Jewish Paideia: Education and Identity in the Hellenistic Diaspora by Jason M. Zurawski

Jewish Paideia: Education and Identity in the Hellenistic Diaspora by Jason M. Zurawski

Jewish Paideia investigates diverse self-reflections on what it meant to be Jewish in Hellenistic and early Roman Diaspora communities by examining depictions of ideal Jewish education, or paideia, in the literature of the period. Education offers a unique and unexplored vantage point for understanding the internal constructing of Jewish identity in progress, as it provides key insight into the most determinative constituents of Jewish ethics and culture and into how questions of “Jewishness” were reimagined under dynamic and varied cultural and political circumstances. Within the elite intellectual circles of the ancient Mediterranean world, individual and communal identity, not unlike today, was inextricably bound to education. Depictions of ideal Jewish education become for us windows into a discourse of identity as it happened. By exploring how Jewish writers utilized paideia as a means of forming, reshaping, and deploying unique portraits of Jewish identity, this volume fills a significant lacuna in the study of ancient Judaism and the Jewish people.
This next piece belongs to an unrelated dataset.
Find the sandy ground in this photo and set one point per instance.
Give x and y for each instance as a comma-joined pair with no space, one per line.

It also provides meaningful comparanda for Classicists and necessary background for later developments of Late Antique Jewish and Christian pedagogy. The diverse ways in which education was construed directly reflect how authors sought to internally understand and externally portray the Jewish community. Education offers keen insight into how the ancestral past became a contested site, how “the other” was utilized as a foil for reinforcing the image of the in-group, how empire and colonization impacted understandings of the Jewish people within broader society, and how Jewish law functioned to connect community members across space and time. Paideia, therefore, provides the researcher unparalleled access to Jewish self-reflections during this important period of history and to questions that have been central to developing a greater understanding of the Jewish people within the ancient Mediterranean world.